There is something so comforting about breading and frying your food. That sense of some well-deserved junk food without the junk – a healthy midweek meal hidden under a crispy coating.
Those leftover, discarded ingredients and tins languishing in the cupboard take on a new life. The mashed potato from the night before, a bit of sweetcorn from the freezer and some nice oily tuna suddenly look like a dish you could serve up at a dinner party.
Making egg free fishcakes
As J is egg-free we cannot use the traditional flour, egg and breading method but I read about using a flour and water paste instead. And it works perfectly, gripping the potato mixture and gluing the breadcrumbs in place without leaving any heavy floury after taste.
I have deliberately kept this tuna and sweetcorn dairy and egg free fishcake recipe very simple to rustle up for a family meal but you could easily make it a bit more adult friendly by adding 4 chopped spring onions and 1tsp dijon mustard.
- 300g mashed potato
- 1 small can tuna
- 90g sweetcorn
- 150g breadcrumbs
- 2tbs flour
- 2tbs dairy free butter
- 2tbs olive oil
- Mix mashed potato, tuna and sweetcorn together.

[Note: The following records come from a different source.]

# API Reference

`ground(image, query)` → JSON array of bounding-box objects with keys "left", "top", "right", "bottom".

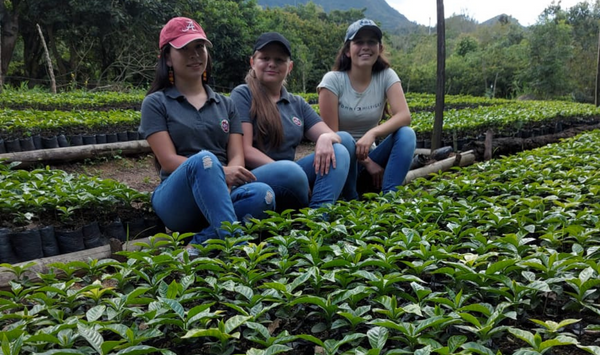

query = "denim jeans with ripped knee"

[{"left": 152, "top": 151, "right": 275, "bottom": 244}]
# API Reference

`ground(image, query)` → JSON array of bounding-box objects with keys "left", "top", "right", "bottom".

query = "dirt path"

[{"left": 50, "top": 143, "right": 314, "bottom": 192}]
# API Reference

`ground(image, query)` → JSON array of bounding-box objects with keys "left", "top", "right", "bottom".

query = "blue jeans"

[
  {"left": 252, "top": 138, "right": 352, "bottom": 212},
  {"left": 342, "top": 126, "right": 417, "bottom": 200},
  {"left": 152, "top": 151, "right": 275, "bottom": 244}
]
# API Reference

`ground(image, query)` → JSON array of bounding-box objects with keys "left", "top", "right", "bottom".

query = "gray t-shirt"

[
  {"left": 317, "top": 68, "right": 400, "bottom": 140},
  {"left": 138, "top": 86, "right": 243, "bottom": 180},
  {"left": 230, "top": 84, "right": 323, "bottom": 160}
]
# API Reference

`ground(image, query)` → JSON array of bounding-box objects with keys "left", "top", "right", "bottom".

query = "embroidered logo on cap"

[
  {"left": 221, "top": 120, "right": 229, "bottom": 133},
  {"left": 181, "top": 20, "right": 198, "bottom": 32}
]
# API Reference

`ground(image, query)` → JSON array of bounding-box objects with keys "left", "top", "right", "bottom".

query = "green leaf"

[
  {"left": 158, "top": 297, "right": 185, "bottom": 319},
  {"left": 367, "top": 327, "right": 389, "bottom": 350},
  {"left": 85, "top": 305, "right": 106, "bottom": 322},
  {"left": 117, "top": 345, "right": 174, "bottom": 355},
  {"left": 461, "top": 342, "right": 495, "bottom": 355},
  {"left": 508, "top": 327, "right": 536, "bottom": 347},
  {"left": 225, "top": 315, "right": 252, "bottom": 334},
  {"left": 77, "top": 324, "right": 104, "bottom": 354}
]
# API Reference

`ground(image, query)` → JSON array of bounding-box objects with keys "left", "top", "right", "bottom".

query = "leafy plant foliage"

[{"left": 0, "top": 131, "right": 600, "bottom": 354}]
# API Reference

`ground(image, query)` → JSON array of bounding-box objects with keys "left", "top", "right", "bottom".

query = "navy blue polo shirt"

[
  {"left": 138, "top": 85, "right": 243, "bottom": 180},
  {"left": 230, "top": 84, "right": 323, "bottom": 160}
]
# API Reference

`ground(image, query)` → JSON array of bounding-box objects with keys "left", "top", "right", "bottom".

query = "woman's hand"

[
  {"left": 223, "top": 165, "right": 256, "bottom": 188},
  {"left": 356, "top": 131, "right": 377, "bottom": 161},
  {"left": 313, "top": 133, "right": 339, "bottom": 175},
  {"left": 360, "top": 158, "right": 385, "bottom": 190}
]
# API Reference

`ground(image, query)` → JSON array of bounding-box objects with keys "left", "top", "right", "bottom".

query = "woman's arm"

[
  {"left": 146, "top": 131, "right": 187, "bottom": 174},
  {"left": 356, "top": 82, "right": 411, "bottom": 160},
  {"left": 319, "top": 88, "right": 340, "bottom": 132},
  {"left": 242, "top": 122, "right": 274, "bottom": 169},
  {"left": 306, "top": 122, "right": 342, "bottom": 175},
  {"left": 223, "top": 133, "right": 256, "bottom": 187}
]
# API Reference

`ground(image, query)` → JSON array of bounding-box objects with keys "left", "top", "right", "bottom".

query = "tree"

[
  {"left": 193, "top": 0, "right": 261, "bottom": 91},
  {"left": 525, "top": 17, "right": 573, "bottom": 98},
  {"left": 0, "top": 0, "right": 20, "bottom": 80},
  {"left": 431, "top": 0, "right": 446, "bottom": 150}
]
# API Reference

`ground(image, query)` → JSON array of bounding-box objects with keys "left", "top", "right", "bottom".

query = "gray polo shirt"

[
  {"left": 230, "top": 84, "right": 322, "bottom": 160},
  {"left": 138, "top": 85, "right": 243, "bottom": 180}
]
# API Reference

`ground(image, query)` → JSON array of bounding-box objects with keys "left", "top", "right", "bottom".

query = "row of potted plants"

[{"left": 0, "top": 131, "right": 600, "bottom": 355}]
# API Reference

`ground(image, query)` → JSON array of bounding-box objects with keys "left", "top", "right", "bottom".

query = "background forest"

[{"left": 0, "top": 0, "right": 600, "bottom": 102}]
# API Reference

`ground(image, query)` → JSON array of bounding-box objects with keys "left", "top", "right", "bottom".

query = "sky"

[{"left": 386, "top": 0, "right": 591, "bottom": 26}]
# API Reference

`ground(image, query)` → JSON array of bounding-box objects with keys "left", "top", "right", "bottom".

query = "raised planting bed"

[
  {"left": 0, "top": 131, "right": 600, "bottom": 355},
  {"left": 0, "top": 165, "right": 165, "bottom": 264}
]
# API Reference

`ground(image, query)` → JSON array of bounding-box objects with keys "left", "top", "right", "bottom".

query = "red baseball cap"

[{"left": 158, "top": 17, "right": 212, "bottom": 49}]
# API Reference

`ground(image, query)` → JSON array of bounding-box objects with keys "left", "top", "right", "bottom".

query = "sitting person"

[
  {"left": 317, "top": 19, "right": 416, "bottom": 199},
  {"left": 139, "top": 17, "right": 275, "bottom": 256},
  {"left": 231, "top": 32, "right": 354, "bottom": 211}
]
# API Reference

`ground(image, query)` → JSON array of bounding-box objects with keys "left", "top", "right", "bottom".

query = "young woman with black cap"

[
  {"left": 317, "top": 19, "right": 416, "bottom": 199},
  {"left": 231, "top": 32, "right": 354, "bottom": 211},
  {"left": 139, "top": 17, "right": 275, "bottom": 256}
]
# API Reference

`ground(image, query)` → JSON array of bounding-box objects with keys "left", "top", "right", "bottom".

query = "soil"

[
  {"left": 50, "top": 142, "right": 314, "bottom": 192},
  {"left": 42, "top": 124, "right": 600, "bottom": 192}
]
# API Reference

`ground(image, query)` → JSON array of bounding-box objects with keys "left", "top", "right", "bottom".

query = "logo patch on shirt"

[{"left": 221, "top": 120, "right": 229, "bottom": 133}]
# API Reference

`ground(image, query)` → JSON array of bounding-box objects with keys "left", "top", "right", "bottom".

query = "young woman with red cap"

[
  {"left": 317, "top": 19, "right": 416, "bottom": 199},
  {"left": 139, "top": 17, "right": 275, "bottom": 255},
  {"left": 231, "top": 32, "right": 354, "bottom": 210}
]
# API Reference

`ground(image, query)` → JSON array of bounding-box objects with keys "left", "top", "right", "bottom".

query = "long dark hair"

[
  {"left": 331, "top": 41, "right": 390, "bottom": 73},
  {"left": 246, "top": 52, "right": 283, "bottom": 152},
  {"left": 146, "top": 44, "right": 212, "bottom": 95},
  {"left": 146, "top": 44, "right": 212, "bottom": 173}
]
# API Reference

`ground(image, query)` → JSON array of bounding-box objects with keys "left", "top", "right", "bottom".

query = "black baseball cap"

[
  {"left": 252, "top": 32, "right": 292, "bottom": 57},
  {"left": 344, "top": 18, "right": 383, "bottom": 42}
]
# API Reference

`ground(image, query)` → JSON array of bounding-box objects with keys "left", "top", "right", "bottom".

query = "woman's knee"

[
  {"left": 337, "top": 131, "right": 356, "bottom": 159},
  {"left": 252, "top": 182, "right": 276, "bottom": 211},
  {"left": 333, "top": 143, "right": 350, "bottom": 173},
  {"left": 265, "top": 160, "right": 308, "bottom": 185},
  {"left": 182, "top": 150, "right": 223, "bottom": 173},
  {"left": 394, "top": 126, "right": 417, "bottom": 150}
]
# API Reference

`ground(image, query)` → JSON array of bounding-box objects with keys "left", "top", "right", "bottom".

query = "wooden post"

[
  {"left": 431, "top": 0, "right": 446, "bottom": 151},
  {"left": 594, "top": 31, "right": 600, "bottom": 107},
  {"left": 0, "top": 21, "right": 4, "bottom": 94},
  {"left": 36, "top": 24, "right": 56, "bottom": 94}
]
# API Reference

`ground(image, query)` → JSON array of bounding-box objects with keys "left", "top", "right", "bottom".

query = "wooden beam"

[
  {"left": 0, "top": 140, "right": 152, "bottom": 167},
  {"left": 0, "top": 237, "right": 150, "bottom": 289},
  {"left": 404, "top": 150, "right": 475, "bottom": 184}
]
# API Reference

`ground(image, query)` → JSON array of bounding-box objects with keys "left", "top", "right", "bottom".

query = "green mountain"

[{"left": 258, "top": 0, "right": 419, "bottom": 33}]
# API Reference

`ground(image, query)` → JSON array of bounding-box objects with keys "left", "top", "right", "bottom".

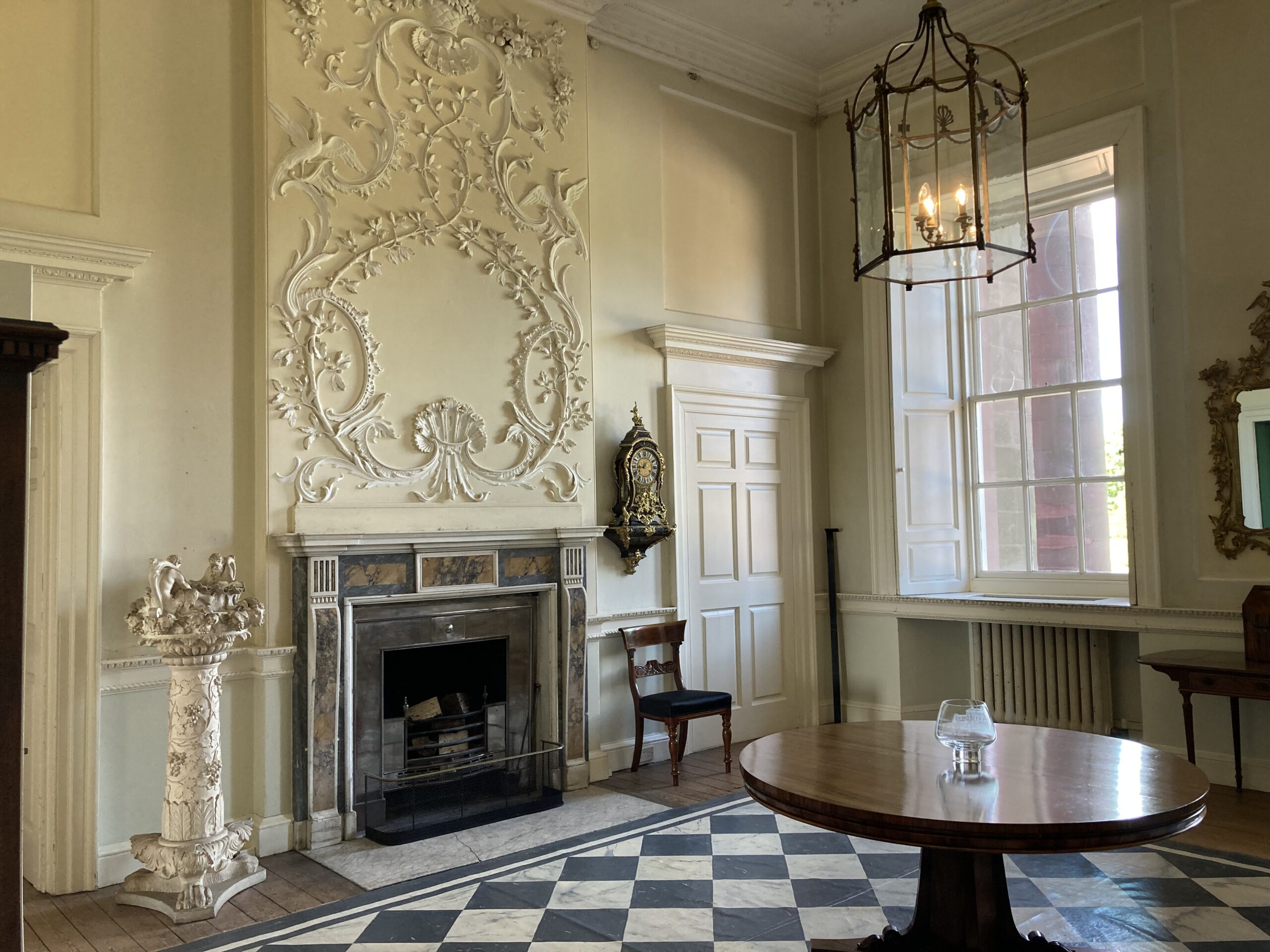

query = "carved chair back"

[{"left": 621, "top": 621, "right": 689, "bottom": 711}]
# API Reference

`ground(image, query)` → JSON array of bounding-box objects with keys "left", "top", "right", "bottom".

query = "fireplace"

[
  {"left": 353, "top": 594, "right": 562, "bottom": 844},
  {"left": 274, "top": 526, "right": 603, "bottom": 849}
]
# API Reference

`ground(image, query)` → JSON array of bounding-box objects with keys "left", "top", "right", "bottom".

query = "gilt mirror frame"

[{"left": 1199, "top": 281, "right": 1270, "bottom": 558}]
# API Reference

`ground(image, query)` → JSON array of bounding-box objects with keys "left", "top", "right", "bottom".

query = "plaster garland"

[
  {"left": 269, "top": 0, "right": 592, "bottom": 503},
  {"left": 116, "top": 553, "right": 264, "bottom": 923}
]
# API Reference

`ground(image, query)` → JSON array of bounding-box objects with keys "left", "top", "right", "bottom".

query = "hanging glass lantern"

[{"left": 844, "top": 0, "right": 1036, "bottom": 287}]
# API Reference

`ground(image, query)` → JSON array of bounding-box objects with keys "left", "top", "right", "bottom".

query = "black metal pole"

[{"left": 824, "top": 530, "right": 842, "bottom": 723}]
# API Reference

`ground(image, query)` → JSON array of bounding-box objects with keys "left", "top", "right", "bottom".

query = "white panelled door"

[
  {"left": 674, "top": 401, "right": 805, "bottom": 750},
  {"left": 889, "top": 284, "right": 970, "bottom": 595}
]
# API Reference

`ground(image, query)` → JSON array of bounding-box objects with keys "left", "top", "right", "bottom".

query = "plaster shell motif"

[{"left": 269, "top": 0, "right": 592, "bottom": 503}]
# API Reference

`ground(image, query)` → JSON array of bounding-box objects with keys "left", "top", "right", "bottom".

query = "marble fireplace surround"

[{"left": 274, "top": 526, "right": 603, "bottom": 849}]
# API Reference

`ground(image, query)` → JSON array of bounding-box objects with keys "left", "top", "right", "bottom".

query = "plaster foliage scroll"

[{"left": 269, "top": 0, "right": 592, "bottom": 503}]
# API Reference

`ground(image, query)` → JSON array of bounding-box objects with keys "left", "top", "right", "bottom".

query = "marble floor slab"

[
  {"left": 184, "top": 795, "right": 1270, "bottom": 952},
  {"left": 305, "top": 787, "right": 665, "bottom": 890}
]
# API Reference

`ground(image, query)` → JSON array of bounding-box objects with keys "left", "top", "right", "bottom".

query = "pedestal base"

[
  {"left": 114, "top": 854, "right": 265, "bottom": 925},
  {"left": 812, "top": 847, "right": 1078, "bottom": 952}
]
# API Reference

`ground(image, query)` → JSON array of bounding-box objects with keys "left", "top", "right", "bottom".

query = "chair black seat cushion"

[{"left": 639, "top": 691, "right": 732, "bottom": 717}]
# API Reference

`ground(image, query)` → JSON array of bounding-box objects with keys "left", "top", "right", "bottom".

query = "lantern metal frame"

[{"left": 843, "top": 0, "right": 1036, "bottom": 288}]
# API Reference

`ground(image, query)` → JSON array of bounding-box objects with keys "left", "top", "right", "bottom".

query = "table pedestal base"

[{"left": 812, "top": 848, "right": 1077, "bottom": 952}]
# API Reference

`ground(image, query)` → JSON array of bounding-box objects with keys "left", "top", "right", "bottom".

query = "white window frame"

[
  {"left": 862, "top": 107, "right": 1161, "bottom": 607},
  {"left": 957, "top": 179, "right": 1132, "bottom": 598}
]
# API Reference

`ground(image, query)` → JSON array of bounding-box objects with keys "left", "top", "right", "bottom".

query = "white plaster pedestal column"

[{"left": 114, "top": 555, "right": 265, "bottom": 923}]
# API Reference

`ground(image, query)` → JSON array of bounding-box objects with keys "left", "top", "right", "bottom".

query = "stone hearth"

[{"left": 274, "top": 527, "right": 603, "bottom": 849}]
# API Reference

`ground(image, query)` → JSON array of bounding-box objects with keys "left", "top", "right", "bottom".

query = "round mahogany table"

[{"left": 740, "top": 721, "right": 1208, "bottom": 952}]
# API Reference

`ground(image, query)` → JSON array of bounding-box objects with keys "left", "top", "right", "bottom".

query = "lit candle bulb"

[{"left": 917, "top": 181, "right": 935, "bottom": 221}]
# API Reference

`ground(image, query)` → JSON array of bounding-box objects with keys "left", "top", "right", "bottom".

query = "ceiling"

[
  {"left": 640, "top": 0, "right": 973, "bottom": 71},
  {"left": 581, "top": 0, "right": 1113, "bottom": 116}
]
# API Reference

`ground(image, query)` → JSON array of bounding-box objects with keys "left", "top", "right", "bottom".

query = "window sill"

[
  {"left": 838, "top": 593, "right": 1243, "bottom": 639},
  {"left": 935, "top": 592, "right": 1130, "bottom": 608}
]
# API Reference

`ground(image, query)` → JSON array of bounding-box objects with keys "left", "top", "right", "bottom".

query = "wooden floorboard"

[
  {"left": 24, "top": 767, "right": 1270, "bottom": 952},
  {"left": 52, "top": 892, "right": 143, "bottom": 952},
  {"left": 89, "top": 886, "right": 182, "bottom": 952},
  {"left": 23, "top": 853, "right": 363, "bottom": 952}
]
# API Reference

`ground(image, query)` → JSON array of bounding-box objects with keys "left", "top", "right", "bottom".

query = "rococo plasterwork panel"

[{"left": 268, "top": 0, "right": 592, "bottom": 503}]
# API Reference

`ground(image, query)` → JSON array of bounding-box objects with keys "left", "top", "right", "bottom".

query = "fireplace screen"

[{"left": 353, "top": 595, "right": 562, "bottom": 844}]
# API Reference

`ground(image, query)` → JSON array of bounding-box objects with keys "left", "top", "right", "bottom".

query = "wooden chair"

[{"left": 621, "top": 622, "right": 732, "bottom": 787}]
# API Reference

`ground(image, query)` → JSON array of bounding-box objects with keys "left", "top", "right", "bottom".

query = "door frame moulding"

[
  {"left": 668, "top": 386, "right": 818, "bottom": 726},
  {"left": 644, "top": 324, "right": 837, "bottom": 373},
  {"left": 0, "top": 229, "right": 151, "bottom": 895}
]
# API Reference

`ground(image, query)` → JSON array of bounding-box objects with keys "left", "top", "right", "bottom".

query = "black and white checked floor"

[{"left": 183, "top": 795, "right": 1270, "bottom": 952}]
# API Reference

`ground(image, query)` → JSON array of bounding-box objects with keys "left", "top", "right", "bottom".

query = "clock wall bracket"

[{"left": 605, "top": 405, "right": 674, "bottom": 575}]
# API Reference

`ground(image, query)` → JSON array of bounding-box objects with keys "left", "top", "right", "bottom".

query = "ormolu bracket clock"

[{"left": 605, "top": 406, "right": 674, "bottom": 575}]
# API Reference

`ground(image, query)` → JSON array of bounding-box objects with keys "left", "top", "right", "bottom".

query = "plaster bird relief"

[
  {"left": 269, "top": 99, "right": 366, "bottom": 195},
  {"left": 269, "top": 0, "right": 592, "bottom": 503}
]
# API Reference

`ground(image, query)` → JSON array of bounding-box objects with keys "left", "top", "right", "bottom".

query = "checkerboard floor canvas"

[{"left": 182, "top": 795, "right": 1270, "bottom": 952}]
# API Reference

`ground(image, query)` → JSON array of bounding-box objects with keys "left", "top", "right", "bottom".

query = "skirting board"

[
  {"left": 843, "top": 701, "right": 940, "bottom": 721},
  {"left": 97, "top": 814, "right": 293, "bottom": 889},
  {"left": 590, "top": 731, "right": 671, "bottom": 783}
]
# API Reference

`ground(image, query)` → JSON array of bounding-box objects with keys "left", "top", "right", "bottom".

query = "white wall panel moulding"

[
  {"left": 838, "top": 593, "right": 1243, "bottom": 637},
  {"left": 646, "top": 324, "right": 837, "bottom": 372},
  {"left": 587, "top": 0, "right": 819, "bottom": 114},
  {"left": 530, "top": 0, "right": 608, "bottom": 23},
  {"left": 0, "top": 229, "right": 152, "bottom": 287},
  {"left": 100, "top": 645, "right": 296, "bottom": 694}
]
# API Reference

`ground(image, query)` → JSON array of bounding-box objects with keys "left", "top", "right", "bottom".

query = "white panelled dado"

[
  {"left": 0, "top": 235, "right": 150, "bottom": 895},
  {"left": 890, "top": 284, "right": 969, "bottom": 594},
  {"left": 671, "top": 387, "right": 816, "bottom": 749}
]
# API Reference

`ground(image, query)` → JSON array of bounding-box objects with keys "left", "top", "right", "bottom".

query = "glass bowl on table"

[{"left": 935, "top": 698, "right": 997, "bottom": 767}]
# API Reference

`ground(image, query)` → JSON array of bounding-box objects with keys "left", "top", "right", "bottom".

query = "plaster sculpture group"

[
  {"left": 116, "top": 555, "right": 264, "bottom": 923},
  {"left": 269, "top": 0, "right": 592, "bottom": 503}
]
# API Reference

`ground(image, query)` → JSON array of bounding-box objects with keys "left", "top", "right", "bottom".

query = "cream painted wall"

[
  {"left": 588, "top": 45, "right": 829, "bottom": 775},
  {"left": 20, "top": 0, "right": 1270, "bottom": 889},
  {"left": 819, "top": 0, "right": 1270, "bottom": 787},
  {"left": 0, "top": 0, "right": 279, "bottom": 868},
  {"left": 0, "top": 0, "right": 97, "bottom": 213}
]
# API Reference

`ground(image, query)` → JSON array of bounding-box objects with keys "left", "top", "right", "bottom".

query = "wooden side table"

[{"left": 1138, "top": 651, "right": 1270, "bottom": 789}]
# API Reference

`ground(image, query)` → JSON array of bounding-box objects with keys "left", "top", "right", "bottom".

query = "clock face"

[{"left": 630, "top": 447, "right": 660, "bottom": 486}]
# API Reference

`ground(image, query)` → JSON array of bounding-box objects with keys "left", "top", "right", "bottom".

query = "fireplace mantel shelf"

[{"left": 273, "top": 526, "right": 605, "bottom": 556}]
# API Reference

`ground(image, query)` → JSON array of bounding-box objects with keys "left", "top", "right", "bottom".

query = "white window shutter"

[{"left": 889, "top": 284, "right": 970, "bottom": 595}]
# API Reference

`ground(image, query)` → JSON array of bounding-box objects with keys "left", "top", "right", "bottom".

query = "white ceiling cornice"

[
  {"left": 588, "top": 0, "right": 819, "bottom": 114},
  {"left": 819, "top": 0, "right": 1114, "bottom": 113},
  {"left": 581, "top": 0, "right": 1114, "bottom": 116},
  {"left": 0, "top": 229, "right": 151, "bottom": 287},
  {"left": 530, "top": 0, "right": 608, "bottom": 24}
]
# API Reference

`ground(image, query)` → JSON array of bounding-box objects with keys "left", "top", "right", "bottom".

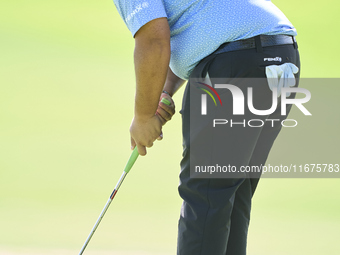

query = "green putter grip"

[
  {"left": 161, "top": 98, "right": 171, "bottom": 105},
  {"left": 124, "top": 146, "right": 139, "bottom": 173}
]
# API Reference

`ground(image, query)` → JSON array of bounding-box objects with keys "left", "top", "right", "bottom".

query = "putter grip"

[
  {"left": 124, "top": 146, "right": 139, "bottom": 173},
  {"left": 161, "top": 98, "right": 171, "bottom": 105}
]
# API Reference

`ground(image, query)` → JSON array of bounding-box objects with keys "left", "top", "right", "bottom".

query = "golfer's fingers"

[
  {"left": 156, "top": 109, "right": 167, "bottom": 126},
  {"left": 130, "top": 137, "right": 136, "bottom": 150}
]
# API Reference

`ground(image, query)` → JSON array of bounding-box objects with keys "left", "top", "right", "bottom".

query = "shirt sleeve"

[{"left": 113, "top": 0, "right": 167, "bottom": 37}]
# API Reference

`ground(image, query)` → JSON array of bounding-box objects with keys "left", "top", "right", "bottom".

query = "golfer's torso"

[
  {"left": 113, "top": 0, "right": 296, "bottom": 79},
  {"left": 164, "top": 0, "right": 296, "bottom": 79}
]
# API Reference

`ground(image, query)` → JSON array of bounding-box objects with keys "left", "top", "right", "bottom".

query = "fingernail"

[{"left": 161, "top": 98, "right": 171, "bottom": 105}]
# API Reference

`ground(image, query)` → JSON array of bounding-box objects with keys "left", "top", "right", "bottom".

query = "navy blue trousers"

[{"left": 177, "top": 37, "right": 300, "bottom": 255}]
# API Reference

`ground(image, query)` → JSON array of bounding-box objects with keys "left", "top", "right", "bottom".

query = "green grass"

[{"left": 0, "top": 0, "right": 340, "bottom": 255}]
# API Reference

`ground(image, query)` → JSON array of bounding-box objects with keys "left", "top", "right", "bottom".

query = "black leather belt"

[{"left": 214, "top": 35, "right": 297, "bottom": 54}]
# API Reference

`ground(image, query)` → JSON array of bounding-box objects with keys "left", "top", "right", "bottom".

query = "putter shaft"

[{"left": 79, "top": 147, "right": 139, "bottom": 255}]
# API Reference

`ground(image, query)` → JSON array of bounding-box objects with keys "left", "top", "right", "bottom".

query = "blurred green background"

[{"left": 0, "top": 0, "right": 340, "bottom": 255}]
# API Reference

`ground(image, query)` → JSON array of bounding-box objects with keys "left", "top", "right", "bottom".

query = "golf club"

[{"left": 79, "top": 146, "right": 139, "bottom": 255}]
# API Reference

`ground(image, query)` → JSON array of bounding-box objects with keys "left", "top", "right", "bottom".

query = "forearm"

[
  {"left": 134, "top": 20, "right": 170, "bottom": 119},
  {"left": 163, "top": 68, "right": 185, "bottom": 96}
]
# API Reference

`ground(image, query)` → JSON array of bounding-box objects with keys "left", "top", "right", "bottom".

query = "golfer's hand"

[
  {"left": 156, "top": 93, "right": 175, "bottom": 125},
  {"left": 130, "top": 115, "right": 162, "bottom": 156}
]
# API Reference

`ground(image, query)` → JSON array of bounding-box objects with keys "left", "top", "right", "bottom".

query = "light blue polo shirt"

[{"left": 113, "top": 0, "right": 296, "bottom": 79}]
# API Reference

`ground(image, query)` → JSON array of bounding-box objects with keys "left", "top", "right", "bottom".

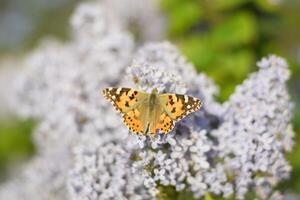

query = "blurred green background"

[{"left": 0, "top": 0, "right": 300, "bottom": 197}]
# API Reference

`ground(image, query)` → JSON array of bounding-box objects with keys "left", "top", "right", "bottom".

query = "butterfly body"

[{"left": 103, "top": 88, "right": 201, "bottom": 136}]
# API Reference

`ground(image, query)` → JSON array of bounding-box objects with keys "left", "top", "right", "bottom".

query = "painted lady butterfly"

[{"left": 102, "top": 88, "right": 201, "bottom": 136}]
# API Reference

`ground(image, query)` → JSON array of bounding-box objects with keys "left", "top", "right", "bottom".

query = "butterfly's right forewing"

[{"left": 103, "top": 88, "right": 149, "bottom": 133}]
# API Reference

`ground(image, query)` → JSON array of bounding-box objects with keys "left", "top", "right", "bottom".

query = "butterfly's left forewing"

[{"left": 157, "top": 94, "right": 201, "bottom": 133}]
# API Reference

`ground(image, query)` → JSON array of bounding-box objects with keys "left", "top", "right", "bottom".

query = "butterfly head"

[{"left": 151, "top": 88, "right": 158, "bottom": 94}]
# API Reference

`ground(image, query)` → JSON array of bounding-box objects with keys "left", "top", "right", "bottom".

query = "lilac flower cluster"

[{"left": 0, "top": 0, "right": 293, "bottom": 200}]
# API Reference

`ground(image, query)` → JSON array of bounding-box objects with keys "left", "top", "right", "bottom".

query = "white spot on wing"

[
  {"left": 116, "top": 88, "right": 122, "bottom": 94},
  {"left": 184, "top": 95, "right": 189, "bottom": 103}
]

- Combine flour with water (about 180ml) to make a paste the texture of thick double cream.
- Form potato mixture into palm size patties, dredge in flour mixture and roll in breadcrumbs.
- Put butter and oil in frying pan and cook patties over a medium heat until golden on each side.


I know my children will love these so thanks for the recipe. Commenting for myself and on behalf of BritMums and thanking you for taking part
Hope they enjoy them!
I don’t know why but I haven’t made fish cakes since I was at school and really need to put that right. Yours look fab, thank you for entering #CreditCrunchMunch with a super frual dish:-)
Thanks Camilla, hope they are as good as your childhood ones! They are super quick, easy and frugal.
Yummy yummy! A good old family favourite. You cannot beat a fish cake and like you say, it brings alive a boring old tin of tuna and some left over potatoes!
The Sweetcorn is a really nice idea!
These look yummy – we’re gluten free too but that’s easily solved with either GF breadcrumbs or a polenta crumb, Thank you!
My son is allergic to eggs and dairy. Thank you so much for sharing this recipe 🙂
No problem, I hope you both enjoy them! There are lots of other egg and dairy free recipes on here too.
Thanks for sharing this recipe. My baby son is dairy and egg allergic, we’ve not long started doing baby-led weaning with him and it’s hard to know what to give him that he can pick up easily.
I used haddock instead of tuna and added wilted spinach and fried spring onion as they needed using up. I put the spinach and spring onion and sweetcorn in the food processor a bit partly to ‘hide’ the veg from my 3 year old but also thinking it would help the patties stick together..
I was worried the recipe would be dry without milk or butter in the mash but it was great and really easy to form into patties. Managed to make a great meal out of a very nearly empty cupboard/freezer. The baby ate some, my husband was impressed and my daughter said “Mummy, make this again please” 🙂
I wasn’t sure about the quantity of water for making the flour paste though. I tried 180 mls as in recipe and it was loads. Should it be 18 ml? I fudged my own version to get the creamy consistent and used a lot less water.
I’m glad it went down so well and you were able to adapt it! Thanks for letting me know about the amount of water. I will test it again. It’s an old recipe but a really popular one so I have been meaning to come back and take a look at it again.